# PC - Steam Usernames



## Matt197 (Dec 27, 2006)

Just wanted to see how many DW users use Steam for their gaming, I am always on the look out to play with decent people in CoOp games.

I play absolutely anything: L4D2, RE5, Half-Life mods, RPG games etc etc 

So add me if you would like to, and feel free to add your self to the list as well.

~

-


----------



## Spuj (Apr 19, 2010)

Steam has cost me a small fortune since discovering it a few years ago.

Email [email protected]


----------



## ITHAQVA (Feb 20, 2011)

I use steam sometimes. :thumb:


----------



## Razzzle (Jul 3, 2010)

counterstrike source man myself, pretty good if I say so 

u/n:dazstring


----------



## Sibbs (Mar 22, 2011)

I'm on Steam. BLack ops and Assassins Creed.

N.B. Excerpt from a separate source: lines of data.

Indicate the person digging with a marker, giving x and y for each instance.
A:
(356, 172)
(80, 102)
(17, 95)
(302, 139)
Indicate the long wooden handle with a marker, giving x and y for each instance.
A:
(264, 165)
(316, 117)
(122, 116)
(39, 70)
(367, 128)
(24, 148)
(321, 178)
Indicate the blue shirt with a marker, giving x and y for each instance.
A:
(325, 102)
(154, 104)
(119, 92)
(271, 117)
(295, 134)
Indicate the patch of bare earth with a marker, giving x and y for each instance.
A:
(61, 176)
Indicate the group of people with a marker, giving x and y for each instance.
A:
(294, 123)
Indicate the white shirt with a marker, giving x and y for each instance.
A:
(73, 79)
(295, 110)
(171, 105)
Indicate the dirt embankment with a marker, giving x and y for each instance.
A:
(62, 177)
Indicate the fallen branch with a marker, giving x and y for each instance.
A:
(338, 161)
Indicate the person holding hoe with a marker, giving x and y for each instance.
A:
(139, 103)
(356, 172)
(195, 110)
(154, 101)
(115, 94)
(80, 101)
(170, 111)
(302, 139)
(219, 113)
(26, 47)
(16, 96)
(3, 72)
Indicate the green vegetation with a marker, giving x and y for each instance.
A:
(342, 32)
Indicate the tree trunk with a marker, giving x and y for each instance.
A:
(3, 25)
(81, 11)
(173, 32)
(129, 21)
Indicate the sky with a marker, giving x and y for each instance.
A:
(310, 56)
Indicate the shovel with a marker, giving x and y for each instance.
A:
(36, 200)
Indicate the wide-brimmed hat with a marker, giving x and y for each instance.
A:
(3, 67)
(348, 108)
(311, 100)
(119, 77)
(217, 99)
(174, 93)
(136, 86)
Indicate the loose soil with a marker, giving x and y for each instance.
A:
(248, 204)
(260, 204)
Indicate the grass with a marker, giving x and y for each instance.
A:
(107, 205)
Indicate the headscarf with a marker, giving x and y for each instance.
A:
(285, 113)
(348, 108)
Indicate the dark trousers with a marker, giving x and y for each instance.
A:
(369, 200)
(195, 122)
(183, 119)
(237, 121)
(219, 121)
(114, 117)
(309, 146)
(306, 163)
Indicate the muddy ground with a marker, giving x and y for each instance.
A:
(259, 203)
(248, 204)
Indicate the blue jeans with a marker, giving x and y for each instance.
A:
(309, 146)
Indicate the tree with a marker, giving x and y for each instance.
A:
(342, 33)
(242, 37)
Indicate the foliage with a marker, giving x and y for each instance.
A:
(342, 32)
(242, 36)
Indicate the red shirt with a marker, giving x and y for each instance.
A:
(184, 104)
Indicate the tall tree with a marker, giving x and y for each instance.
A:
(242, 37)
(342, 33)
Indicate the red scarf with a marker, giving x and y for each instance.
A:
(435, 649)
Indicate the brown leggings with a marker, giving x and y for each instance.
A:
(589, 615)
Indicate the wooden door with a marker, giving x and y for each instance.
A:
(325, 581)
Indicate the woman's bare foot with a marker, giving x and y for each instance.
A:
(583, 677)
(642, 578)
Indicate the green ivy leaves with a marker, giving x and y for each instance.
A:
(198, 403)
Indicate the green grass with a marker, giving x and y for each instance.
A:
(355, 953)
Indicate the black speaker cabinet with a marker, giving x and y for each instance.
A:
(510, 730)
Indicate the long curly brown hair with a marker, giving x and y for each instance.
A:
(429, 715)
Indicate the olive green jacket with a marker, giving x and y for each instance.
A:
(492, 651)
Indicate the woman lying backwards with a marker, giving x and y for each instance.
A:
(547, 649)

S18BSA- if anyone wants to add me as a friend.


----------



## TheGooner84 (Jun 29, 2010)

pgarner84

playing alot of brink at the minute


----------



## WarioTBH (May 31, 2011)

http://steamcommunity.com/id/WarioTBH Thats mine  CSS man through and through!


----------



## Razzzle (Jul 3, 2010)

Bloomin hell wario fancy seeing you on here (rbt)


----------



## WarioTBH (May 31, 2011)

Oooooo not see your name for a while! how are you?


----------



## Razzzle (Jul 3, 2010)

Im good cheers matey,

send an add request


----------



## WarioTBH (May 31, 2011)

I cant find you on the steam community mate, whats the link to your id page?


----------



## Alex L (Oct 25, 2005)

Mine is 'Lag Rage fffuuu' on MW2 but I am shockingly bad :lol:


----------